The flight was long, about 36 hours, with brief stops in Honolulu and Wake Island. We landed in Tokyo and were taken to an old Japanese Army camp just outside town. After all the rush to fly us to Japan, we spent three weeks at the camp, where I experienced my first earthquake. I made several trips into Tokyo and saw some of the sights, including the Ginza.
Then we took a Japanese troop train (with canvas hammocks instead of seats) for the trip down through Japan to the southwestern port of Sasebo, where we boarded an old motorboat. After an all-night trip across the Korean Straight, we landed at Pusan on the southern tip of Korea. There we boarded an ancient train, pulled by a steam engine. The passenger cars had hard, wooden bench seats, along with a large pipe through the floor that served as a latrine. As we slowly traveled north toward the Demilitarized Zone (DMZ), we met several trains of American troops heading south and home. They took no pity on us new recruits and at every stop regaled us with stories of the terrible things the Chinese and North Koreans were going to do to us.
Finally, we reached the 2nd Infantry Division, to which we’d been assigned. I was put on guard duty my very first night in Korea and was armed to the teeth – with a nightstick! My entire four-hour shift I spent in total darkness, clutching my useless nightstick and facing north from where the Commies were sure to infiltrate. Next morning, I realized that I’d been facing south the whole time.
Here I am at age 74 in my old Army Reserve uniform. Photo by Lisa Moore. |
Then onto my assigned unit, the Tank Company of the 38th Infantry Regiment, which was on the DMZ. The company commander needed communication men more than he needed tank drivers, so another replacement and I were picked to be commo men. I was disappointed at first but the commo job turned out to be easier than being a tanker, although having to go out at night to find a break in a phone line running to one of the front line platoons wasn’t very enjoyable.
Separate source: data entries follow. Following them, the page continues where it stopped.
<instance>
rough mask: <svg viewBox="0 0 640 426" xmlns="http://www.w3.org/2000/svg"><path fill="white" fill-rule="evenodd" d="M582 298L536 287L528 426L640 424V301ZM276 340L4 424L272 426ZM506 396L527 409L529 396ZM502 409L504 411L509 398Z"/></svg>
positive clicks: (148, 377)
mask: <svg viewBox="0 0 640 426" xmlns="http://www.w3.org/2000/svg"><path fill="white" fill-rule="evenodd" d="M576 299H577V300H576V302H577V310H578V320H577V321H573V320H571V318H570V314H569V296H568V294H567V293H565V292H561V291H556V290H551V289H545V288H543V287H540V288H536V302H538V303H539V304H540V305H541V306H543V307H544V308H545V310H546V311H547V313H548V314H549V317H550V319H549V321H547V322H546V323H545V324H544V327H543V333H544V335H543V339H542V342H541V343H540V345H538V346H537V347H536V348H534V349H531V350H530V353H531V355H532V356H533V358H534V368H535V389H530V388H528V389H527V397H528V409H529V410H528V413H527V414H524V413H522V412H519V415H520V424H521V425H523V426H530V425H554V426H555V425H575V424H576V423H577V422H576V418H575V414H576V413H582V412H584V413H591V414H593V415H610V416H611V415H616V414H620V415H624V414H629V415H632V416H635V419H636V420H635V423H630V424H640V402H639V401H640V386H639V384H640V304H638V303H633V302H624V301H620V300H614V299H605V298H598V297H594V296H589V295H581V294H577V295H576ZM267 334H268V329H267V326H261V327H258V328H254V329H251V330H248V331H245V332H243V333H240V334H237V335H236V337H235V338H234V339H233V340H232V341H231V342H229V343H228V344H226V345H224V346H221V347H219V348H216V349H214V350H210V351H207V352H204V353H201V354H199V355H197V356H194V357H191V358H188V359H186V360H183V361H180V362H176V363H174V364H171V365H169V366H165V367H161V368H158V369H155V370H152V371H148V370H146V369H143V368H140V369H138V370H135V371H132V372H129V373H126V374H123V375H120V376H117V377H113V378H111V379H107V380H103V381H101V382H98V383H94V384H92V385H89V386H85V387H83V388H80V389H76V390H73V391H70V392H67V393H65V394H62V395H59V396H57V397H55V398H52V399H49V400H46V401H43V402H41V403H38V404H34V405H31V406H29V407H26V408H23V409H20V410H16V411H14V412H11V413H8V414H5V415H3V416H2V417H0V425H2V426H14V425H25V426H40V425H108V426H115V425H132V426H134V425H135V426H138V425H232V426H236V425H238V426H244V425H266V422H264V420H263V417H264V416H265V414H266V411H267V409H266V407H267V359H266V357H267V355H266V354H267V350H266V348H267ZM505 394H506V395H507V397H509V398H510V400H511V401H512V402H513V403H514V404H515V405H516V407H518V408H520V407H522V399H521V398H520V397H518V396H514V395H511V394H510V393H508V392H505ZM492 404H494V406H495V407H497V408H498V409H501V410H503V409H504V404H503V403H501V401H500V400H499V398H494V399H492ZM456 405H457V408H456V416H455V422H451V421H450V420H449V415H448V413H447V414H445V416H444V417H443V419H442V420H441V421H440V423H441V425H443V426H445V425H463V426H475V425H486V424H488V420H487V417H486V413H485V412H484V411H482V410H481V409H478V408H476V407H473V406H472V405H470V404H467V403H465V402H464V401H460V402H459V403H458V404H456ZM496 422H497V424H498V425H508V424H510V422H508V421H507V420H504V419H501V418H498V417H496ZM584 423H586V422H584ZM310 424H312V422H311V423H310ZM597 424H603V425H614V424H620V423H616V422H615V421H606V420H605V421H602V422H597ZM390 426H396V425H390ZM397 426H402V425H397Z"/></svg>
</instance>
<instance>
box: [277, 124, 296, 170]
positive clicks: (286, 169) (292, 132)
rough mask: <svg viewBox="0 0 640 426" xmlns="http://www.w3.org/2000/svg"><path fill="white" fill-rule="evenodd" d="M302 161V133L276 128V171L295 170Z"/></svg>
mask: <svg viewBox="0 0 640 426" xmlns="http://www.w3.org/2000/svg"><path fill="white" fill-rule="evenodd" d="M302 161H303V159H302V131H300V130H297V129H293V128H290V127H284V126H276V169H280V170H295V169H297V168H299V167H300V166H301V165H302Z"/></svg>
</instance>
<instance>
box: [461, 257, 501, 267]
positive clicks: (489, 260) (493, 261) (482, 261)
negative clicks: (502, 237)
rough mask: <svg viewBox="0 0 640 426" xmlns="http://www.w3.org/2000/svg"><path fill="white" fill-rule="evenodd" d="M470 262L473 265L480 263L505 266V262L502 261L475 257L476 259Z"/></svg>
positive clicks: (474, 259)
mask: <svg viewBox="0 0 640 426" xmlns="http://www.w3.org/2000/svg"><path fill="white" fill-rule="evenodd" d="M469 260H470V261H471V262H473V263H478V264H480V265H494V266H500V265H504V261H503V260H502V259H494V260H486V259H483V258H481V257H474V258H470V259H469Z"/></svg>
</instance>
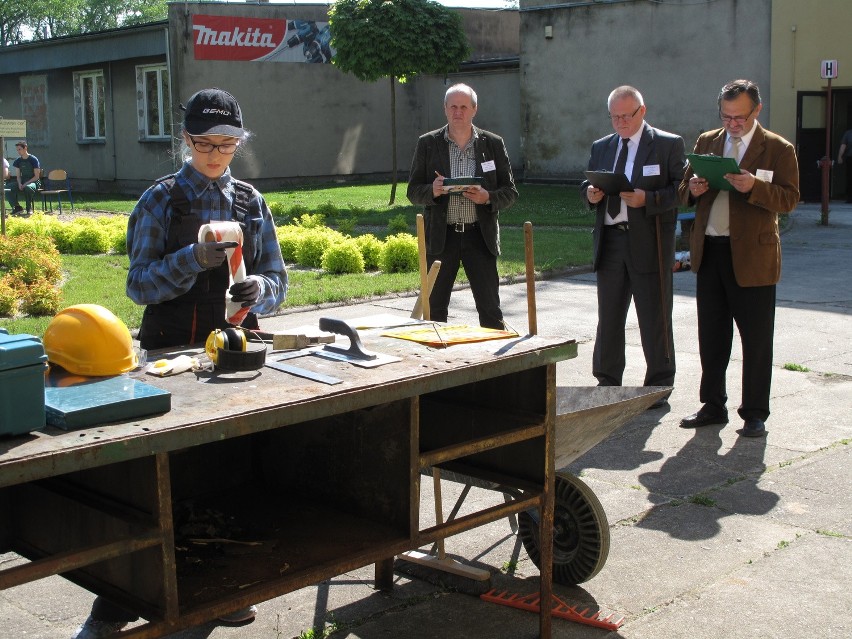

I usually got stuck with this job because I was the youngest, but it wasn’t really too bad, except for when I had to pass through the position of the Dutch battalion that was attached to the 2nd Division. I was afraid the Dutch sentry wouldn’t understand my response to the password and would shoot me. He never did though!
Sometime during the summer of 1954, the 2nd Infantry Division was disbanded and rotated home (I didn’t get to go with them), and all our equipment, including the tanks, was turned over to the Republic of Korea Army.
By this time I was a “communications specialist” and was transferred to an infantry battalion headquarters company in the 17th Infantry Regiment of the 7th Infantry Division. No more tanks, but lots more telephones, and telephone wire to run. While in this outfit I was, for a while, given responsibility for the generator, a 10 KW-unit powered by a Jeep engine. I had to get up a couple of hours before everyone else to start the generator for the cooks to make breakfast. I also had to stay up until midnight or later before shutting the thing down. Luckily, it didn’t need to be run during daylight so all I had to do all day was a little maintenance on the machine.
Everything was great until one dark night when the engine ran out of gas. I got a 55-gallon drum from the POL (fuel) dump, connected up the line to the generator and restarted the engine. It ran for only a couple of minutes and died, never to run again (until it was overhauled). We found that someone had delivered a drum of Napalm (jellied gasoline) to the POL dump by mistake, and the little Willys engine didn’t like that at all.
My time was finally up in April 1955 and I was taken to Inchon and put aboard a troop ship bound for Seattle, Wash. It was a good voyage, but that two weeks seemed like two months. At last we got to Seattle and then another long train ride back to Chicago, where I was released from active duty, only to join the active Army Reserve where I spent another 15 years.
I really had a lot of fun in the Army and enjoyed most of it immensely. I ask you to please pray for the men and women who are serving in Afghanistan and Iraq and yes, still in Korea, and do everything you can to honor and support them.